Schools and Local Services


Response: How Our Revenue Replacement Strategy Covers Schools and Local Services

I appreciate this concern — it’s an important and fair question.

Let’s break this down step by step.


1. Core Goal: Fully Replace Property Tax Revenue Without Raising Burden on Families

Our plan is designed to eliminate property taxes permanently while maintaining — and protecting — critical services like:

  • Local government operations
  • County services
  • Public schools

We do this with two tools:

  1. Gross Receipts Tax (GRT)
  2. Spending reductions and government efficiency

2. Revenue Math: Does the GRT Cover School and Local Government Spending?

Let’s look at the numbers.

  • Current property tax revenue in SD: ~$1.6 billion annually
  • Out of that, schools rely on: ~$900 million
  • Counties & local services rely on: ~$500 million

Now, let’s compare:

  • 2.5% GRT estimated annual revenue: ~$1.625 billion

Conclusion:
➡️ The 2.5% GRT fully covers existing property tax revenue, including full school and local service funding levels.

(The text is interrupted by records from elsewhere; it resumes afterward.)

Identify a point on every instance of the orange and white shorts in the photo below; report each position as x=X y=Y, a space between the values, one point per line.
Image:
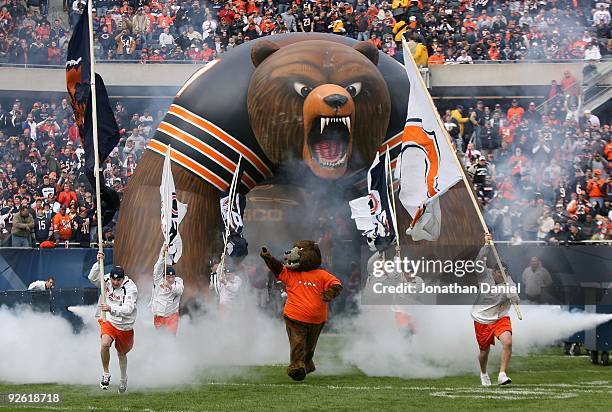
x=486 y=333
x=170 y=323
x=124 y=339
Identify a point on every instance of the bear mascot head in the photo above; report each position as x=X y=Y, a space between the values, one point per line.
x=323 y=102
x=304 y=256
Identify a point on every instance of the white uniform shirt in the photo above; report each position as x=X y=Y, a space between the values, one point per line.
x=228 y=293
x=38 y=285
x=121 y=300
x=165 y=301
x=490 y=307
x=535 y=281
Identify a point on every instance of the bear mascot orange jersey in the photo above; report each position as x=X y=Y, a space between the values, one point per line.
x=308 y=288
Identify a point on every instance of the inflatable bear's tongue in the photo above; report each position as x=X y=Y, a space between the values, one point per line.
x=329 y=150
x=330 y=146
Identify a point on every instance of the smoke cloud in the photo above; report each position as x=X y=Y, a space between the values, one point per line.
x=444 y=343
x=43 y=347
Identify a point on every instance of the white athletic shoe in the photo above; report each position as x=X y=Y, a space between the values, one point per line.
x=105 y=381
x=123 y=385
x=503 y=379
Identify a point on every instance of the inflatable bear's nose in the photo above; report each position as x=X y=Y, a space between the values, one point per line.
x=335 y=100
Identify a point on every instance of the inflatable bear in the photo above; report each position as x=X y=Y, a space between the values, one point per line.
x=298 y=108
x=308 y=288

3. What About the State Budget Overall?

  • South Dakota’s total state spending is ~$7.29 billion.
  • GRT isn’t meant to replace all spending — it’s targeted at property tax replacement only.
  • Existing sales tax and other revenues stay in place to fund the general state budget.

Conclusion:
➡️ We’re not replacing sales tax or other funding streams.
➡️ We’re only removing property tax, and GRT directly replaces it dollar-for-dollar.


4. Local Government & Schools: Protected

To avoid any risk to schools and local services, we’re including legal guarantees in our plan:

  • GRT revenue is legally earmarked for services previously funded by property tax.
  • 60% of GRT directly funds schools, ensuring no loss of education funding.
  • 30% of GRT funds local government services like roads, law enforcement, fire protection, and county programs.
  • 10% funds infrastructure and essential public services.

Additionally, the South Dakota Department of Government Efficiency (SD-DOGE) monitors this to enforce transparency and prevent misuse of funds.

Conclusion:
➡️ Schools and local services are not only protected — they are legally prioritized.


5. Efficiency Gains: A Bonus, Not a Replacement

Our government efficiency plan (through SD-DOGE) is about:

  • Eliminating waste (county assessors, bureaucratic overlap).
  • Streamlining services.
  • Cutting administrative fat from the system.

These savings (estimated at ~$350 million annually) go back to taxpayers and into essential services — they are not relied upon to “cover the gap.”

Conclusion:
➡️ Efficiency savings make the system stronger, but they are not the backbone of funding. GRT is.


6. No Hidden Cuts, No Backdoor Taxes

Let’s be clear:

  • No new taxes on families.
  • No cuts to classrooms or county services.
  • No shifting of costs to towns or counties.
  • No risk of homeowners losing services.

We are designing this to be fully self-contained and fiscally stable.


Bottom Line:

Will schools and local services be cut?
➡️ No. We’re fully funding them, legally protecting them, and auditing spending to ensure it stays that way.

Are we relying on cuts alone?
➡️ No. GRT covers the revenue. Spending cuts are an added efficiency measure — not a replacement for core funding.

Does this reduce risk?
➡️ Yes. Homeowners are protected from property tax foreclosure, schools are legally funded, and local governments stay whole.